The start of a new year can be a rocky time for paid search advertisers. Contracts come to a close or a new start and everyone has checked out from their holiday shopping carts. Whether you’re starting fresh with a new account or maintaining others, it’s important to keep a keen eye while consumers return to their desktops.

1.)    Poise yourself for traffic changes.

The end of the holiday season can be a slow time for most brands and services. Consumers are focused on the presents they’ve just opened and typically aren’t looking beyond the returns counter for new purchases. The same patterns can be seen in recruitment, B2B, and general service industries. After all, who’s thinking about hiring a new PPC agency when they’re skiing with the family in Aspen or jet-skiing in the Caribbean? About the same amount of people applying for jobs when it’s unlikely they’ll see a response until January.

But low traffic (if you are using the right paid search agency!) shouldn’t last forever. People return from their families and plant themselves in front of their office computers. Once again consumers are logging into Facebook and going about their daily routines with the help of Google.

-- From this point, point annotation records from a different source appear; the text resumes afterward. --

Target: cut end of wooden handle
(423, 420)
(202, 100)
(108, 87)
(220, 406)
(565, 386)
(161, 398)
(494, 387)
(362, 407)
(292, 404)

As you can see below, impressions rise sharply in at least three major industries after their dip at the end of the year. Think clearly and try to predict if your campaigns would be affected by seasonal search. Are your services resolution-worthy like exercise or organization equipment? Brace yourself for a traffic spike. Do you sell Menorahs? Your time will come again next year.

 

 

2.)    Budget is everything.

Now that we’ve established whether or not you should expect increases in web-traffic, you should re-visit your bidding. You don’t want your budgets to stay down and miss out on relevant traffic, but you don’t want your high-budget accounts to inflate too quickly either. Sure, it seems like common sense, but after a month or so of bidding steadily it can be easy to overlook or be unprepared for these changes.

3.)    Prepare for the next spike

Superbowl season can cause unprecedented spikes for brands on local and national levels. Ensure that you have clear communication with clients about their plans for other media this time of year. If they are vying for ad time during the big game, adjust your bids accordingly. You may want to increase your overall budget for the month as well to get extra eyeballs on your brand before game-day. The more awareness you have, the better chance you have to capture a sale.

4.)    Ad scheduling and delivery

As search habits change, so should your ad placements. Low search volume may lend its self well to accelerated ads, but as people return to their workday routines a more even approach might be more desirable. There is no point in burning your budget quickly when more qualified traffic can be captured later in the day. Similarly, you should adjust your flighting to conform to your consumers’  daily routine. If your product requires a lot of research, showing ads throughout the work day may no longer be profitable as consumers have less time during working hours. It’s all about knowing your products and services.

Hopefully these tips can help you navigate your accounts throughout the start of the New Year and prepare for the unexpected.